By Erik Derr (staff@latinospost.com) | First Posted: Mar 21, 2013 02:57 PM EDT
Tags Apollo 11

Amazon's Jeff Bezos, founder of the online retail and home delivery giant, has recovered parts of the giant rocket engines that helped deliver the first men to the Moon.

A year after discovering the Apollo 11 moon mission engines on the floor of the Atlantic Ocean, Bezos Expeditions collected "many prime pieces" of the engines, Bezos recently wrote on his blog dedicated to the search.

Bezos wrote that the ship Seabed Worker and its crew spent about three weeks at sea, in the effort to secure the remnants of the engines that lay almost three miles below the water's surface.

"We've seen an underwater wonderland -- an incredible sculpture garden of twisted F-1 engines that tells the story of a fiery and violent end, one that serves testament to the Apollo program," Bezos further wrote in the blog. "Each piece we bring on deck conjures for me the thousands of engineers who worked together back then to do what for all time had been thought surely impossible."

Bezos reported in March 2012 that, by using deep sea sonar, his crew had spotted the Apollo 11 engines lying 14,000 deep.
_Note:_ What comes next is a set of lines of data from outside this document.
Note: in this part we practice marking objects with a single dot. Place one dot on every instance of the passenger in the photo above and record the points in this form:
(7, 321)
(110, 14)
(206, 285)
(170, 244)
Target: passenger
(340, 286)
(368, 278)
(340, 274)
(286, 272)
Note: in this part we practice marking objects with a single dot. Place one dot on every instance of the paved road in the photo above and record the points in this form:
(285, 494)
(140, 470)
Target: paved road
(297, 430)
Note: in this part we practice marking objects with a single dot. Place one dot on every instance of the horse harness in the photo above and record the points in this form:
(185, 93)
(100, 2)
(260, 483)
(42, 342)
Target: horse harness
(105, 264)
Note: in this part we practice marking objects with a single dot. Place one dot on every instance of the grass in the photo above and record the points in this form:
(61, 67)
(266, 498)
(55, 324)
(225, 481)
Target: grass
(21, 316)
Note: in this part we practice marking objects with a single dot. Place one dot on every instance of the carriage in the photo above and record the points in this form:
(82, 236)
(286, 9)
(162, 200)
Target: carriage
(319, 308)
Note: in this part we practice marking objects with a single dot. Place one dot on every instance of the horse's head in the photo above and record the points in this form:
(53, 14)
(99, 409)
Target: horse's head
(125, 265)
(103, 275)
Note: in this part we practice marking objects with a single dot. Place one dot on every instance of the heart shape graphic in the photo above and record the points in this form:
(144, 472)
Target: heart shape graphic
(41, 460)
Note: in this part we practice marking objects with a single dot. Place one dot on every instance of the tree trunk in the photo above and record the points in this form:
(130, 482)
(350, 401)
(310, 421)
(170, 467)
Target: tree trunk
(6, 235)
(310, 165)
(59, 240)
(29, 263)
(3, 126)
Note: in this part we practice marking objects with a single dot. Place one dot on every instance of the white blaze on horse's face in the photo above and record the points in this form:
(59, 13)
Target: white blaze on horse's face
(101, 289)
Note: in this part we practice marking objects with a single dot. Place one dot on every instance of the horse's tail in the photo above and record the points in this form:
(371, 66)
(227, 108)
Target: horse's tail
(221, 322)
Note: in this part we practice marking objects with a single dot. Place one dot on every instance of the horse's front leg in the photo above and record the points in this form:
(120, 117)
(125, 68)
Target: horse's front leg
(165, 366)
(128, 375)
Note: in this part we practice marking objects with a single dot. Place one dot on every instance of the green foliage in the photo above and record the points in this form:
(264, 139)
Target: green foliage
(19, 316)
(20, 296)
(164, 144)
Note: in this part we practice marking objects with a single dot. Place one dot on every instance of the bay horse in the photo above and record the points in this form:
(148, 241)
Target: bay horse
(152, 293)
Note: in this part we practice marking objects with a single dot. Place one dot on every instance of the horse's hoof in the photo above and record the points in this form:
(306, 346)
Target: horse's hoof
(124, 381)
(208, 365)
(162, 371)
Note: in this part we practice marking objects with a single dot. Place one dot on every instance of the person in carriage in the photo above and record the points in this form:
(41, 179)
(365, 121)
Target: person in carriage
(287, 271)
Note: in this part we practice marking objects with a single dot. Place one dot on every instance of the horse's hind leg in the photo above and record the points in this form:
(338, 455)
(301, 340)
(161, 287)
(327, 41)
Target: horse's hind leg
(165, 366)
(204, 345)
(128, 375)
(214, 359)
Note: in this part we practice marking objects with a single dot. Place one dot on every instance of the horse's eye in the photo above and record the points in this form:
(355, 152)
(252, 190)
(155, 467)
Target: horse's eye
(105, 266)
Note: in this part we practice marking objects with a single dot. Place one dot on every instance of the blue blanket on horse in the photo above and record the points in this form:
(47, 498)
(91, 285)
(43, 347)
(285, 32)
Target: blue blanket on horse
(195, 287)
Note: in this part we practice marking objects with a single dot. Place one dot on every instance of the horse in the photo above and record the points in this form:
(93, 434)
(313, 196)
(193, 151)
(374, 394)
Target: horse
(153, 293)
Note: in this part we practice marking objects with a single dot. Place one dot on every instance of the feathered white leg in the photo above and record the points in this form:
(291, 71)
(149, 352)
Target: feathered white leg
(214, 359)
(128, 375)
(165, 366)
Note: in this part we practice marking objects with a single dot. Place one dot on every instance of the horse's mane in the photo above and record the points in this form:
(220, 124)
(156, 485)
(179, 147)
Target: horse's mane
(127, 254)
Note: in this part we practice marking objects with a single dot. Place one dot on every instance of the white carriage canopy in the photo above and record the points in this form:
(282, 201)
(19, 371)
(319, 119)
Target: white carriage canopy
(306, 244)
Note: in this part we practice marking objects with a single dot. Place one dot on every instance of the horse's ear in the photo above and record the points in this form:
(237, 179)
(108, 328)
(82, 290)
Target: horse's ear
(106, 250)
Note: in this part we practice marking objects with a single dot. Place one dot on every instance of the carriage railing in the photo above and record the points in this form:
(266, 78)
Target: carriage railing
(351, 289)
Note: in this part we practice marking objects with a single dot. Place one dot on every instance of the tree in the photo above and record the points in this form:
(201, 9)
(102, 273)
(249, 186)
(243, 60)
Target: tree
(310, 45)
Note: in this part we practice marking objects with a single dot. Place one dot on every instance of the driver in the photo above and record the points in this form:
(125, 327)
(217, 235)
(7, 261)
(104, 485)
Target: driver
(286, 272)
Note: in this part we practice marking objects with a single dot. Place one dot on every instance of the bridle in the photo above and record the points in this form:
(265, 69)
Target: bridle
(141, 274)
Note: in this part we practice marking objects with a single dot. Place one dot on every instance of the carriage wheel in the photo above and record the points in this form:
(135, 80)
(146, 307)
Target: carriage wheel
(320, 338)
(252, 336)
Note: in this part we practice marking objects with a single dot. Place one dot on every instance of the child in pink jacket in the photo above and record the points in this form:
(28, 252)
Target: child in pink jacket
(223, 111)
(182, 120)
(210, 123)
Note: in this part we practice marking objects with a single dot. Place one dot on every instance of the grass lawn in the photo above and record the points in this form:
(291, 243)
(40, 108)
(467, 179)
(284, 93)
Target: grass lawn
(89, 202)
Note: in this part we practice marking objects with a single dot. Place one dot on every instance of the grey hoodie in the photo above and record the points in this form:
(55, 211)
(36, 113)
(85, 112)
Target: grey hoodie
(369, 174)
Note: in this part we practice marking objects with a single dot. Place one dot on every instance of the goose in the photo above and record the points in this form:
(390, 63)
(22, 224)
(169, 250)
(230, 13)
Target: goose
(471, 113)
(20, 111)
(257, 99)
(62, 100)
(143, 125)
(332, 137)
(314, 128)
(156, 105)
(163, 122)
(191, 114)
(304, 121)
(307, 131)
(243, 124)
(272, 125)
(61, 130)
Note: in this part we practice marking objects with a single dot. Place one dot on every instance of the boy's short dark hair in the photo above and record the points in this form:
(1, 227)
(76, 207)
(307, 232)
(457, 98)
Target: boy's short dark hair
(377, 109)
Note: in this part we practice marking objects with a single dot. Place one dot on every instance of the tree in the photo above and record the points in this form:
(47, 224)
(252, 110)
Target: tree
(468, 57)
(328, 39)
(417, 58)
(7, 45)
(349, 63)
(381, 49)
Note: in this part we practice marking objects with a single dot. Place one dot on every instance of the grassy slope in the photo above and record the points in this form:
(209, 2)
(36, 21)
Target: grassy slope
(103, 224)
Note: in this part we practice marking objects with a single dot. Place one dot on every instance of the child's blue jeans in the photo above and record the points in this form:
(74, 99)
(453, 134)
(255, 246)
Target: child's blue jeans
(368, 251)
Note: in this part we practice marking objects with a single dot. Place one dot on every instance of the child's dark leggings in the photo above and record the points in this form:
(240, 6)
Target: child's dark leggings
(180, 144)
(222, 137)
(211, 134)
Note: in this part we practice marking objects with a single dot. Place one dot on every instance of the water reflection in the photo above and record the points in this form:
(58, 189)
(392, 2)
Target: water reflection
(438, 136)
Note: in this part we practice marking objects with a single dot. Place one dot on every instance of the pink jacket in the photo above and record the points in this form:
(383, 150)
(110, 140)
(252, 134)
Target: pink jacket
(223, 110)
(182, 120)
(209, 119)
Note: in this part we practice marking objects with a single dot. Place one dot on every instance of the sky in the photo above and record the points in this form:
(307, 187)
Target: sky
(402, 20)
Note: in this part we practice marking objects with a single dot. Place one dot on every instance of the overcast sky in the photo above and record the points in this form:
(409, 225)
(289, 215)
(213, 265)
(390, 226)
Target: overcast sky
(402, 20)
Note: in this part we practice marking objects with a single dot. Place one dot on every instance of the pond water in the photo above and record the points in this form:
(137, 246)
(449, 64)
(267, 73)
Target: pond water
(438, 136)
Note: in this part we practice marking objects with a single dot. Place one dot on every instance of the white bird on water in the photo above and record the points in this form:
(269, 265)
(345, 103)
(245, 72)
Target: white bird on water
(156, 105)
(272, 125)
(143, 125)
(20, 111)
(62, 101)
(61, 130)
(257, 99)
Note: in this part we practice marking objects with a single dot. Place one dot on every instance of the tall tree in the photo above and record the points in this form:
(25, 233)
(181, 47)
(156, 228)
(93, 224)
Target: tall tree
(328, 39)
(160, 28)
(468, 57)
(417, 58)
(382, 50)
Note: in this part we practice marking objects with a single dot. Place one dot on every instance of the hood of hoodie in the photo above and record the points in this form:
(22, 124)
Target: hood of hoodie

He said back then he hoped recovering the rockets would inspire youth to invent and explore other worlds, like the NASA missions inspired him.

On July 20, 1969, Apollo 11 astronauts Neil Armstrong and Buzz Aldrin became the first humans to walk on the moon.

"We're bringing home enough major components to fashion displays of two flown F-1 engines. The upcoming restoration will stabilize the hardware and prevent further corrosion. We want the hardware to tell its true story, including its 5,000 mile per hour re-entry and subsequent impact with the ocean surface, Bezos blogged.

Bezos noted how the equipment his crew used for the recovery, as well as the deep-sea environment itself, evoked images of that first human visit to the Moon.

"The technology used for the recovery is in its own way as otherworldly as the Apollo technology itself," he wrote.  "We on the team were often struck by poetic echoes of the lunar missions...the blackness of the horizon. The gray and colorless ocean floor. Only the occasional deep sea fish broke the illusion."

The expedition team discovered many of the rocket engine's original serial numbers are missing or partially missing, meaning it will take added time to identify the parts.

Nonetheless, "the objects themselves are gorgeous,"Bezos said in the blog. "We're excited to get this hardware on display where just maybe it will inspire something amazing."